Pop culture obsessives writing for the pop culture obsessed.

Read This: With this software, anyone can do Hollywood-style visual effects

Josh Davies, founder of the British software company FXHome, has a very specific mission: to bring Hollywood-style visual effects to the masses. Why should that technology be limited to the J.J. Abramses and George Lucases of the world? To that end, Davies’ company has released a free suite of visual and editing software called HitFilm 4 Express, designed expressly for beginning filmmakers and aspiring YouTubers who want to give their amateur productions a bit of professional sheen “with a minimum of time, money, and skill.” Daniel Cooper writes about Davies and his software in an article for Engadget that could serve as a rallying cry for the next generation of homegrown auteurs.
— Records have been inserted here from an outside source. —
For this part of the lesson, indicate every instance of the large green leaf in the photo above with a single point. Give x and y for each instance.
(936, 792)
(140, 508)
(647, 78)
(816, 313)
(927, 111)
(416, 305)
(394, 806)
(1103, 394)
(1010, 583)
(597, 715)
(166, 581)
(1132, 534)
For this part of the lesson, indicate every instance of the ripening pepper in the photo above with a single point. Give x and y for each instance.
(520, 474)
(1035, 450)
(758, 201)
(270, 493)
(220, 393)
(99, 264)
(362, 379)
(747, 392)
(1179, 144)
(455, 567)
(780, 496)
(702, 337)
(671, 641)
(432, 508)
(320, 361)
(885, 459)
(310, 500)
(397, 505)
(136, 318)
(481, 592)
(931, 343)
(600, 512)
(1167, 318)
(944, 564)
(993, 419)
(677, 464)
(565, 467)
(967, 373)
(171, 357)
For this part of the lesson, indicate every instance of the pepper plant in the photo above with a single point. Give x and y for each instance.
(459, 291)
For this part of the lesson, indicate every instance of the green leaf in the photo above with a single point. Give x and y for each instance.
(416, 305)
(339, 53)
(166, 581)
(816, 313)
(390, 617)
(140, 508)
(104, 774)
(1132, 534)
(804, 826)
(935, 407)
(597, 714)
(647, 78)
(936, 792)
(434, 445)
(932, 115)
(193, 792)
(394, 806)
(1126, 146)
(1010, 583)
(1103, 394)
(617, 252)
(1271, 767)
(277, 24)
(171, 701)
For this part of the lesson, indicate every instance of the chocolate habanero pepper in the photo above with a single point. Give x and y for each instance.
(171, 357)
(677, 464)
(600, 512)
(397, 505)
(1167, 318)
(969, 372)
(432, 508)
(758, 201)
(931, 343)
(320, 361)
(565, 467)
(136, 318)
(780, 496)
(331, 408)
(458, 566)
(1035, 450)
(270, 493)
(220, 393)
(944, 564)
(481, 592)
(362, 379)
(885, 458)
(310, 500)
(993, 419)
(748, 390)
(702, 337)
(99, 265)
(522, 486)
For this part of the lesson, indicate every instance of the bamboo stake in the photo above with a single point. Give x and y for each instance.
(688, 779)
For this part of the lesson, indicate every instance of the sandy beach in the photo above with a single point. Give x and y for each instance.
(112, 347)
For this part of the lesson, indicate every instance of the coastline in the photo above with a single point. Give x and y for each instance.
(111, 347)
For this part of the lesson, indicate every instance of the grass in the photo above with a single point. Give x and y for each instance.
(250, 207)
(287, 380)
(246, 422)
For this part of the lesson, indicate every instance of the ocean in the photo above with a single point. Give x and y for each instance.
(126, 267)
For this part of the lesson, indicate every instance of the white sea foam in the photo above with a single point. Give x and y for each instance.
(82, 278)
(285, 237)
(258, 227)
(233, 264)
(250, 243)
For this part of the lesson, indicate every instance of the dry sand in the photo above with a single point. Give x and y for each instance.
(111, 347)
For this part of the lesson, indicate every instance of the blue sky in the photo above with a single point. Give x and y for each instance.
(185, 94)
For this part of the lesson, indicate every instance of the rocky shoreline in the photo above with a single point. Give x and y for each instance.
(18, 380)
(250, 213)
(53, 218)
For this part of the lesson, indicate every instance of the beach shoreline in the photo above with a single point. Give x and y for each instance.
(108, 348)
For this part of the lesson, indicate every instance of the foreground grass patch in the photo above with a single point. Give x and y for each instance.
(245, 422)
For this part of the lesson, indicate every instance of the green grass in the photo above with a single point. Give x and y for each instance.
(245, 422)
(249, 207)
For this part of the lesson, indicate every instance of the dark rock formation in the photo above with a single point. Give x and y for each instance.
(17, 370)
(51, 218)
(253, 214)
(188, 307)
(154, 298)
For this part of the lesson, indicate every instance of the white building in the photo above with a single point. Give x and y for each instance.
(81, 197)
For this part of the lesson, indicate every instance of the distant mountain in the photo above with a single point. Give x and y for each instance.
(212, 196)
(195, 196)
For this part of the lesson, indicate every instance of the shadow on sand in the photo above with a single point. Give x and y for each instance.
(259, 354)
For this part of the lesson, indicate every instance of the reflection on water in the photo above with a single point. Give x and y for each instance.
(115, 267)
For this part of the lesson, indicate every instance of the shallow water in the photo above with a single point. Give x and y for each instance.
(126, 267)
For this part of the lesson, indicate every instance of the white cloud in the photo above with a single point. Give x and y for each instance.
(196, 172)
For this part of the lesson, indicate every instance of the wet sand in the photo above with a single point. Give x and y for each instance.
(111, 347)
Having once struggled to animate convincing lightsabers for his own Star Wars fan films, Davies says he now feels a “moral obligation” to the next generation of nerds. And so, in addition to making a free-of-charge beginner’s version of his software available to the public, Davies makes tutorial videos showing users how to copy popular effects from movies and television. In one such tutorial, he explains how the double exposure effect from the opening credits of True Detective was achieved.
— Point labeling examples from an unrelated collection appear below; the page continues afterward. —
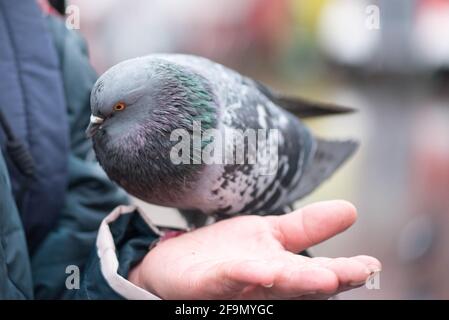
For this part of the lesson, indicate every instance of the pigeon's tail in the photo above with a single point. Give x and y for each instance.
(328, 156)
(304, 108)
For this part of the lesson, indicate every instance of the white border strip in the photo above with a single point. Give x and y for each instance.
(108, 258)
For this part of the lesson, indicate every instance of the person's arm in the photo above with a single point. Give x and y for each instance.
(90, 195)
(254, 257)
(15, 272)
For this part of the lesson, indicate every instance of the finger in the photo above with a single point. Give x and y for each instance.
(313, 224)
(372, 263)
(349, 271)
(295, 282)
(231, 277)
(352, 271)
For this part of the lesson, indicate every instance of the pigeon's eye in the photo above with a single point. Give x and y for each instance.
(120, 106)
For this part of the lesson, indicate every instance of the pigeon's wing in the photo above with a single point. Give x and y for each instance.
(301, 107)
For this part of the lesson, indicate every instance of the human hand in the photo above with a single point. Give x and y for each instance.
(253, 257)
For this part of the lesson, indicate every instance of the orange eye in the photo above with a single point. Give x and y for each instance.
(120, 106)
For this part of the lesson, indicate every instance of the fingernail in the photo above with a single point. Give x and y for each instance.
(357, 283)
(374, 269)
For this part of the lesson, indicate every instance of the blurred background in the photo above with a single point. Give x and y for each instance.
(389, 59)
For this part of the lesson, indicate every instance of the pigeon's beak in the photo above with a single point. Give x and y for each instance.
(95, 122)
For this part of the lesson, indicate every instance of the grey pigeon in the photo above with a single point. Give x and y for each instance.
(137, 104)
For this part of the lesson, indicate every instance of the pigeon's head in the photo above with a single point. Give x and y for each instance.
(136, 105)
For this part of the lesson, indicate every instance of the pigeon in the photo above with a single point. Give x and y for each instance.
(139, 103)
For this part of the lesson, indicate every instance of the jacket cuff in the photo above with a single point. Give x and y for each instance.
(124, 238)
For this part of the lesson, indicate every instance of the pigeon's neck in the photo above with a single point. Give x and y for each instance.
(187, 89)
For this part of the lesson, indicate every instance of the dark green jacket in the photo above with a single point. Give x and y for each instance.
(74, 260)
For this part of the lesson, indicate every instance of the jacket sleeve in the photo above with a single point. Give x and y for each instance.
(15, 272)
(71, 262)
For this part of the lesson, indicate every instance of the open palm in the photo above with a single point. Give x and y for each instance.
(254, 257)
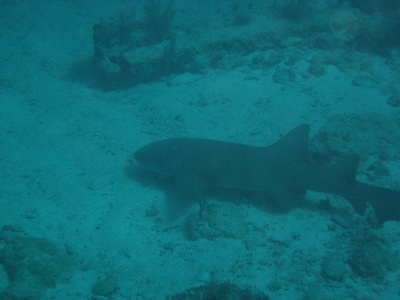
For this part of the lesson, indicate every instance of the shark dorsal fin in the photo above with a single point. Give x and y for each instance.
(294, 145)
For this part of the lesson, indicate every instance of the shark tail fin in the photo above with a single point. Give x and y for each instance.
(346, 171)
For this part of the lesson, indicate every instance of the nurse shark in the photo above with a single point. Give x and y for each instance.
(282, 170)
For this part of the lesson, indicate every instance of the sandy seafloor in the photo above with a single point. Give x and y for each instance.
(66, 149)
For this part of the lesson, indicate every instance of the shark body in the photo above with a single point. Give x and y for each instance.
(283, 170)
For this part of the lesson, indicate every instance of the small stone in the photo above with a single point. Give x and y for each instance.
(105, 287)
(151, 211)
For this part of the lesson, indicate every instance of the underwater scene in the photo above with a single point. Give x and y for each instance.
(198, 150)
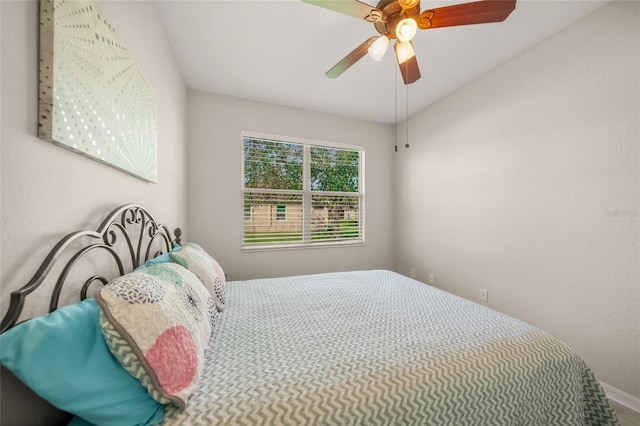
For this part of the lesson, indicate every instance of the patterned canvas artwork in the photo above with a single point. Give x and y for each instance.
(93, 99)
HitFilm is meant, in Davies’ words, to be “the place where everybody starts.” The software is designed to be simple, intuitive, and easily compatible with other programs. There’s a paid version of the suite, too, “whose users effectively subsidize the amateurs.” The software has been used in professional productions, like The Hangover Part II and Salt, but Davies and FXHome want HitFilm to reach the most people possible and not just be limited to a few visual effects nerds. Cooper writes of their efforts to avoid becoming “part of a larger corporate machine.” In that spirit, the company has turned down some lucrative buyout attempts along the way. Effectively, they’ve created what amounts to a free film school online, and no one’s managed to ruin it yet. Have at it, kids.